As with any investments, there are pros and cons associated with day trading. First, let’s have a look at why other investors choose this style of investing.
Pro’s of Day Trading:
- Probably the largest reason is the sense of control one has with day trading. You choose when to buy, you choose when to sell. The power is entirely in your hands.
- Short term commitment. Some investors may seem a little uneasy putting their money in something that will be tied up for a long time, years even.
- Instant gratification. Most, if not all, trades are done within a working day; you never go to bed worrying about where your money is, and where it is headed.

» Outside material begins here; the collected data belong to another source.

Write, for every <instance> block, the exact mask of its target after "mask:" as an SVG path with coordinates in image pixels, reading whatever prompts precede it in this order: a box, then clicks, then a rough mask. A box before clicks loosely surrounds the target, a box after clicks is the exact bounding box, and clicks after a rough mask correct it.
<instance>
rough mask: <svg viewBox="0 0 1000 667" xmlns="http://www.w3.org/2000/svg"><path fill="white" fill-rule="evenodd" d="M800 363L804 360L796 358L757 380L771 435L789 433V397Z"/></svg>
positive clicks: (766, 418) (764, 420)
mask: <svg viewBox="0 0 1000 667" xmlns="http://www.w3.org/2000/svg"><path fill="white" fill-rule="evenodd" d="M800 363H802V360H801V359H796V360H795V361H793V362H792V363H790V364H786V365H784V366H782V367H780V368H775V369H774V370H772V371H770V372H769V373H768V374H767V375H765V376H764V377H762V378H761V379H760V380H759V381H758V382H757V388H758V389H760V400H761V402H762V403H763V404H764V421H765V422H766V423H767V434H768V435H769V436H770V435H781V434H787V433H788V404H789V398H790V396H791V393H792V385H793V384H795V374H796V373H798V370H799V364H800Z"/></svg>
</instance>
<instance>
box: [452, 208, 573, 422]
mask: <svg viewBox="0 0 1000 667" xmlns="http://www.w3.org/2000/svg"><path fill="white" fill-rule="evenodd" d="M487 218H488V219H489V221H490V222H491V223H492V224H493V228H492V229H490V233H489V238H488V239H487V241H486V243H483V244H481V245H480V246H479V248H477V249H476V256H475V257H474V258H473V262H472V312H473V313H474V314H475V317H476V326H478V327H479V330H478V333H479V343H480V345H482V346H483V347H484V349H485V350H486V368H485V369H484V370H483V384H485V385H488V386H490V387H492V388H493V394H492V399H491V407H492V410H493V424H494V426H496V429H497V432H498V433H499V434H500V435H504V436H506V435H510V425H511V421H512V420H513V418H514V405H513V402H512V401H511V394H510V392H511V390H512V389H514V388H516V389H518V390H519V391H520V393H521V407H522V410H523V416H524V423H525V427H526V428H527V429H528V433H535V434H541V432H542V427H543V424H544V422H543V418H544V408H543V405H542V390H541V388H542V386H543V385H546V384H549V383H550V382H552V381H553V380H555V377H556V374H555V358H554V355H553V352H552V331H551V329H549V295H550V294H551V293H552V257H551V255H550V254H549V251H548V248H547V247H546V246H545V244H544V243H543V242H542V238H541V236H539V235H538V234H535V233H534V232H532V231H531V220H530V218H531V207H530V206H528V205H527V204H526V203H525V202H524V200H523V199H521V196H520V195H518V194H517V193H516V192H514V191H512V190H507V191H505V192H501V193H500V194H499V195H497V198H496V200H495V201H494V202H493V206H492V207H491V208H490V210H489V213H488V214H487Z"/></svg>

- With such quick turnover, your money can increase rapidly.
Now let’s have a look at the risks, or cons of day trading:
- You can lose some or all of your investments in minutes. Since buy and sells are made so quickly, money can be lost that quickly, too.

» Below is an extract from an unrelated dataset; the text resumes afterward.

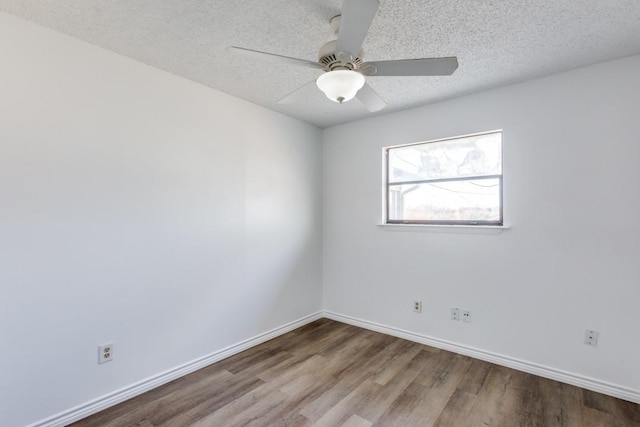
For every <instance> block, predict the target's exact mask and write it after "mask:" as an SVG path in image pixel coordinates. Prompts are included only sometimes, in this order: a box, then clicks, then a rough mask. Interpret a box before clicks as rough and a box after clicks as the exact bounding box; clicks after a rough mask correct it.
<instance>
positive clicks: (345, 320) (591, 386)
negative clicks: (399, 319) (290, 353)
mask: <svg viewBox="0 0 640 427" xmlns="http://www.w3.org/2000/svg"><path fill="white" fill-rule="evenodd" d="M324 317H326V318H328V319H332V320H336V321H338V322H343V323H348V324H350V325H354V326H358V327H361V328H365V329H369V330H372V331H376V332H381V333H383V334H387V335H392V336H394V337H398V338H403V339H406V340H409V341H414V342H417V343H420V344H425V345H429V346H431V347H436V348H440V349H443V350H448V351H452V352H454V353H459V354H462V355H465V356H469V357H473V358H475V359H480V360H484V361H486V362H491V363H495V364H496V365H501V366H506V367H508V368H513V369H517V370H519V371H522V372H527V373H530V374H534V375H538V376H540V377H544V378H549V379H552V380H556V381H560V382H563V383H566V384H571V385H574V386H577V387H581V388H585V389H587V390H592V391H595V392H598V393H602V394H606V395H609V396H613V397H617V398H620V399H624V400H628V401H630V402H634V403H640V390H633V389H629V388H626V387H622V386H619V385H616V384H611V383H608V382H605V381H600V380H596V379H593V378H589V377H585V376H582V375H578V374H574V373H571V372H566V371H562V370H559V369H554V368H550V367H548V366H543V365H538V364H536V363H532V362H527V361H526V360H520V359H516V358H513V357H509V356H503V355H501V354H496V353H492V352H489V351H485V350H480V349H477V348H473V347H467V346H464V345H461V344H458V343H454V342H451V341H446V340H441V339H438V338H433V337H429V336H426V335H421V334H417V333H415V332H409V331H405V330H402V329H398V328H394V327H391V326H386V325H382V324H379V323H375V322H370V321H368V320H363V319H357V318H355V317H351V316H345V315H343V314H338V313H333V312H330V311H325V312H324Z"/></svg>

- It requires knowledge. Day trading isn’t something you can jump into and be great at it. It takes practice, skill, and time to become great at it.
- Most lose a lot in the beginning. This is why it’s important to use a disposable income. Until you are well versed about when to buy and sell, it is easy to lose your investments.

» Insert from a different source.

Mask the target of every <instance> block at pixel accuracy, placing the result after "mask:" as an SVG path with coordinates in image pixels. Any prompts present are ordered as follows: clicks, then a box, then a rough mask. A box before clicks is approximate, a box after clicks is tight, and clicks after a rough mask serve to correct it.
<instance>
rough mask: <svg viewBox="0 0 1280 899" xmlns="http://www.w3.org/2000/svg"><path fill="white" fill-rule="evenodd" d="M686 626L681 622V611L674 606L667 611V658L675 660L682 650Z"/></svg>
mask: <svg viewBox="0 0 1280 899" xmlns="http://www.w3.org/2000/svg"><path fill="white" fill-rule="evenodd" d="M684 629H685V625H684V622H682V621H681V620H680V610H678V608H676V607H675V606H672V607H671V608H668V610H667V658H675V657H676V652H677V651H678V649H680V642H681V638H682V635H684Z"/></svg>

Not only does day trading require more research and time than other methods of investments, it also requires more equipment. The correct computer programs, along with a high speed computer and internet connection are essential in the day trading business. You also would probably want to stay away from options if you are day trading. Unlike other investments which require a broker or adviser to make or help you make decisions, you conduct your own business, and earn your own money.
There are many different methods day traders use. Here are a few:
- Scalping has the quickest turnover of all trading. Buys and sells are made as little as within seconds of each other. This is the most popular method of day trading. The stocks are generally sold as soon as they become profitable. This requires agility and precision, as quickly as a stock becomes profitable, it can start to go downhill again.
- Trend trading is keeping a stock for as long as it continues to follow a trend, and selling as soon as that trend changes. This requires you to keep a close watch on your selected stock, watching minute by minute, if not by seconds.
- News and rumor trading entails watching for changes in exactly what it says: in the news and through rumors. When you hear or see a turn of luck for your particular stocks, you sell before you start to lose money.
- Range (or channel) trading is done almost exactly opposite trend trading. With range trading, you assume the new trend will continue. Stocks are purchased at near-low prices, and sell at high prices.
- Swing trading isn’t quite day trading, because it can last for more than a day, but it still substantially shorter than other methods of buying and selling stocks. Those who swing trade may wait a day or so for the perfect time to trade. This can sometimes have greater returns, but holds a higher risk, as what happens overnight in the stock market can have a great effect.
These aren’t all the methods traders use, only some of the more popular ones. It can be beneficial, however, to stick with one (or a couple) styles of trading. The most successful traders gain the most knowledge about a few things, rather than spreading their knowledge around. Get to know specific companies, and stick to trading with what you know. The more you learn about your desired companies, the easier it will be to predict trends, and learn when to buy, and when to sell. That being said, sticking to certain types of trading can really benefit as well. Instead of learning a little about each style, getting to know one or two tried and true methods will teach you quickly the best times to buy and sell.